Domain Driven Security is an approach to address technical security risks like injection attacks (SQL injection, cross-site scripting, ...), and Insecure Deserialization using core principals of Domain Driven Design. If you've never heard of Domain Driven Design, Bounded Contexts, ubiquitous language, but know about Objects, Constructors and Factory Methods - don't worry - you know all the building blocks already.

Brief Introduction

Let's analyse an imaginary "Order Book" method signature taken from some interface:

void orderBook(final String isbn, final int amount);

Given only that method signature, an eager unit tester will know that amount can be 0 or even -100. The impact of 0 is not as hazardous as of an automated payment system transferring money from the book store to the customers account in case of -100, yet worth testing.

Of course the method can start with some if statements to ensure the value of the amount is within a valid range. But the moment you add another method dealing with amount(e.g. your repository, DAO, another slightly different orderBook method), you'd have to do the same thing again. A better approach would be to create a small class for isbn and amount(We'll focus on OrderAmount to keep things short):

public final class OrderAmount {
    private final int value;
    
    private OrderAmount(int value) {
        this.value = value;
    }
    
    public static OrderAmount fromStringValue(final String value) {
        final int valid = IntegerValidator.ensureIntBetween(1, 100, value, "Invalid order amount");
        return new OrderAmount(valid);
    }
    //...
}

The imaginary "Order Book" method signature would change into something like this:

void orderBook(final Isbn isbn, final OrderAmount amount);

Now, the compiler will ensure that isbn and amount are either null or a valid isbn and amount - no matter where you are using it.

Conference Talks

A brief description of what that means is available here: Øredev 2014 - Security For Developers

A more in depth presentation about the topic is available here: Domain Driven Security (Daniel Deogun - Dan Bergh Johnsson)

FAQ

Is all of this effort really necessary?

Quality/Security usually doesn't come free of charge and you have to weight the risk and cost of mitigation. A good source to get started doing so is OWASP Top 10-2017 A1-Injection

Injection can result in data loss, corruption, or disclosure to unauthorized parties, loss of accountability, or denial of access. Injection can sometimes lead to complete host takeover. The business impact depends on the needs of the application and data.

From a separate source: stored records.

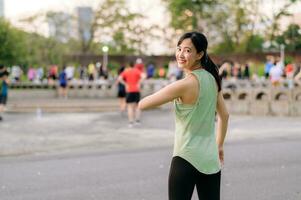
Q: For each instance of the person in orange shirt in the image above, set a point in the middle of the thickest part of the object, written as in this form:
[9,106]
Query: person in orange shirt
[132,78]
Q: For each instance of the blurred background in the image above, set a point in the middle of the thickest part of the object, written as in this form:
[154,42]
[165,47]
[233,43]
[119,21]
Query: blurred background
[73,142]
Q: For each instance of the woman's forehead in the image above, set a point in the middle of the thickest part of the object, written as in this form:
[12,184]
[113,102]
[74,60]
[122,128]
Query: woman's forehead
[187,43]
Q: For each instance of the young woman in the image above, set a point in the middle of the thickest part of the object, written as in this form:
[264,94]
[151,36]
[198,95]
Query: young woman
[198,151]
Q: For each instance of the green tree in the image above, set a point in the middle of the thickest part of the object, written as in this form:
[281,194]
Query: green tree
[12,49]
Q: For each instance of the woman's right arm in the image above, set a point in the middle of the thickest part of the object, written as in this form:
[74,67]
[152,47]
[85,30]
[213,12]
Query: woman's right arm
[222,124]
[166,94]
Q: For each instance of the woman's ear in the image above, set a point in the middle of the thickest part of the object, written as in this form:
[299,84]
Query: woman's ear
[200,55]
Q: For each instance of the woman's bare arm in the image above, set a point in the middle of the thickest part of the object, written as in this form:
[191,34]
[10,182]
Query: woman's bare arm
[166,94]
[222,124]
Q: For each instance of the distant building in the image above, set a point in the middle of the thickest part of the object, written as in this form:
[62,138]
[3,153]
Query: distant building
[60,25]
[1,8]
[85,18]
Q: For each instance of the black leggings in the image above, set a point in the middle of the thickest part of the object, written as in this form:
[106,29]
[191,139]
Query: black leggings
[183,177]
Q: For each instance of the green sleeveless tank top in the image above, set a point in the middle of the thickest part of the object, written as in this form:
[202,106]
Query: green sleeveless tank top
[195,139]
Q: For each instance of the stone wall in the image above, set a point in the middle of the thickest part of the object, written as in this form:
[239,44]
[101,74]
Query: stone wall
[244,98]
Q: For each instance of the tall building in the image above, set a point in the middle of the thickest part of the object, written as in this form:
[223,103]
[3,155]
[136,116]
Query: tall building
[60,25]
[1,8]
[85,18]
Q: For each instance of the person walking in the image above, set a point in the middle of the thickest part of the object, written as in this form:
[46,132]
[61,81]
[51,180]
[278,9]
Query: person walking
[4,81]
[121,93]
[198,153]
[63,83]
[132,78]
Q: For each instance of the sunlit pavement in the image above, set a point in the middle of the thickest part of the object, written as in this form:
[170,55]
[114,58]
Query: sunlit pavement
[96,156]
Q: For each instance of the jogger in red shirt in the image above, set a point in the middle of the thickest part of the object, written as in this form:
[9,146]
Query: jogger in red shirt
[131,78]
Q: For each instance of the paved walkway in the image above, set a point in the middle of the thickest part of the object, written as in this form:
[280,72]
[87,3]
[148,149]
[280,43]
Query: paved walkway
[39,133]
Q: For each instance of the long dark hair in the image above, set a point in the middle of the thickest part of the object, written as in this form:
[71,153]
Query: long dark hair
[200,42]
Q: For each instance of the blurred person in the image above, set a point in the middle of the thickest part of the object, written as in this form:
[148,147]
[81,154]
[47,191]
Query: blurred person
[268,66]
[40,74]
[121,92]
[198,152]
[246,72]
[139,65]
[16,73]
[31,74]
[297,78]
[161,72]
[63,84]
[82,72]
[150,71]
[276,74]
[289,74]
[69,72]
[91,72]
[4,81]
[132,77]
[52,74]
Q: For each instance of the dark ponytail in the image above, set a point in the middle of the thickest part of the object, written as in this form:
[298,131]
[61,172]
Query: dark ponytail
[200,42]
[211,67]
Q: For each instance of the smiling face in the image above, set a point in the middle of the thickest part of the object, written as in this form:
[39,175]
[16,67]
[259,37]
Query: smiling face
[187,56]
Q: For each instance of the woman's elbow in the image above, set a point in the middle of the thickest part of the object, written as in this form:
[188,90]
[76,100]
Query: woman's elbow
[141,105]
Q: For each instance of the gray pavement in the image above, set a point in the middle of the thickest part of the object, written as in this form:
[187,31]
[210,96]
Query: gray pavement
[96,156]
[38,133]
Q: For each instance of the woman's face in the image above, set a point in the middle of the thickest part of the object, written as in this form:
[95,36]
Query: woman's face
[187,56]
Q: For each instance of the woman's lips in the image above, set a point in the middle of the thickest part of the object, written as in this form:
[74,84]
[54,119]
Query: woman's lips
[181,61]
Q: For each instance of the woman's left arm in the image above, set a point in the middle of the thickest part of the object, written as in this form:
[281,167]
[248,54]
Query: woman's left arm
[166,94]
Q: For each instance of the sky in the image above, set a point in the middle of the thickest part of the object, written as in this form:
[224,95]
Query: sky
[17,9]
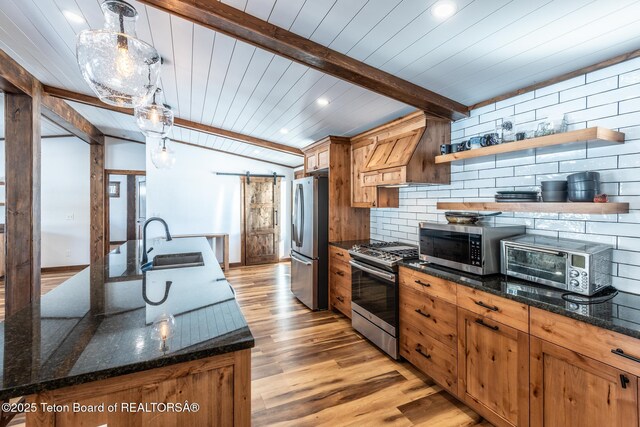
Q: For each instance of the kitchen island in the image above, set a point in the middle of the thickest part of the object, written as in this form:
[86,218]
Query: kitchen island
[117,346]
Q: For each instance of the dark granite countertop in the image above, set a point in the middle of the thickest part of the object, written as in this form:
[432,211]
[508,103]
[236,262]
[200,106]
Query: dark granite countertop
[620,312]
[348,244]
[98,324]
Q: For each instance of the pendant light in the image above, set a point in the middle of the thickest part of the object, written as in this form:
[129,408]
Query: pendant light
[155,120]
[163,157]
[120,68]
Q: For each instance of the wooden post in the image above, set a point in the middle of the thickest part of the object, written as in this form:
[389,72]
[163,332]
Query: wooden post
[22,166]
[99,248]
[131,207]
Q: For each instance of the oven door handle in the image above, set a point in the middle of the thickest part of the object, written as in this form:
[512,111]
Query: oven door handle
[533,248]
[374,271]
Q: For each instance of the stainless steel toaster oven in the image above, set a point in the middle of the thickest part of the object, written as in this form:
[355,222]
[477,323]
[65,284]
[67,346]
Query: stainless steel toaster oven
[576,266]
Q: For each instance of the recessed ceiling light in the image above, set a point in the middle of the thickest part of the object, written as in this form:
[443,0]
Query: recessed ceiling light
[73,17]
[444,9]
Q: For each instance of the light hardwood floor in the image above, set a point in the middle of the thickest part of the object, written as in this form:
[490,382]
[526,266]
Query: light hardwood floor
[313,369]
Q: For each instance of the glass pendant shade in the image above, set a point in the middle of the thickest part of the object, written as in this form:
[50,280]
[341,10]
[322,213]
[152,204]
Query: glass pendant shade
[121,69]
[155,120]
[162,156]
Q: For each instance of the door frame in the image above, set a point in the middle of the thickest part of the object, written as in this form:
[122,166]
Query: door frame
[107,204]
[243,234]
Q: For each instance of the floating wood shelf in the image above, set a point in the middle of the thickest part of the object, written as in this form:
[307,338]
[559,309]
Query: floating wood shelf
[595,134]
[567,207]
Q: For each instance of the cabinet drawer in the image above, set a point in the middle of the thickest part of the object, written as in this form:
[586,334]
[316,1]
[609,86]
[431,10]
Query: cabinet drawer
[428,315]
[430,356]
[601,344]
[340,274]
[431,285]
[500,309]
[339,254]
[341,299]
[391,176]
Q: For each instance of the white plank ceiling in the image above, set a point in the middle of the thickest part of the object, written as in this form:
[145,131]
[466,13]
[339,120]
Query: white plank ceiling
[487,48]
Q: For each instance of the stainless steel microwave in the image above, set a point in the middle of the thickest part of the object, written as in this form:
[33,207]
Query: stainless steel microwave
[471,248]
[576,266]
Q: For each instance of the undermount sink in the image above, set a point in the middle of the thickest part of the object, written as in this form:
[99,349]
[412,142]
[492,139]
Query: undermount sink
[189,259]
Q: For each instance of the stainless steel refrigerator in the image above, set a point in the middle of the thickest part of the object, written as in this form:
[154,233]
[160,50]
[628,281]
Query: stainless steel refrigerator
[309,241]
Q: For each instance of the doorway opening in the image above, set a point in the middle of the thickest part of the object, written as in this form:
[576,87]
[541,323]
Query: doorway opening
[125,205]
[260,225]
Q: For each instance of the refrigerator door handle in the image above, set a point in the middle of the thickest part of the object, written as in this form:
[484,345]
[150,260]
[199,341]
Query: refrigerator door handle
[301,228]
[300,260]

and Top 10-2017 A8-Insecure Deserialization

The impact of deserialization flaws cannot be overstated. These flaws can lead to remote code execution attacks, one of the most serious attacks possible. The business impact depends on the protection needs of the application and data.

We are trying our best to make the use of that technique as easy, fast and cheap as possible. The example code can be further optimized in that regard by following our Best Practices.

Why does it have to be a factory method?

Constructors are less powerful/more limited than factory methods. See Replace Constructor with Factory Method for a brief explanation.

Why is the input value to the factory method a string?

MapMate supports Integers or int's in these cases as well. In caparison to using a string, the int has the disadvantage that your validation of the input is now happening in at least 2 different places:

  • The parser, that is parsing xml,json, yaml, ...
  • The factory method

That makes it harder to write your validation error message generation in a way that is uniform and nice experience for the user.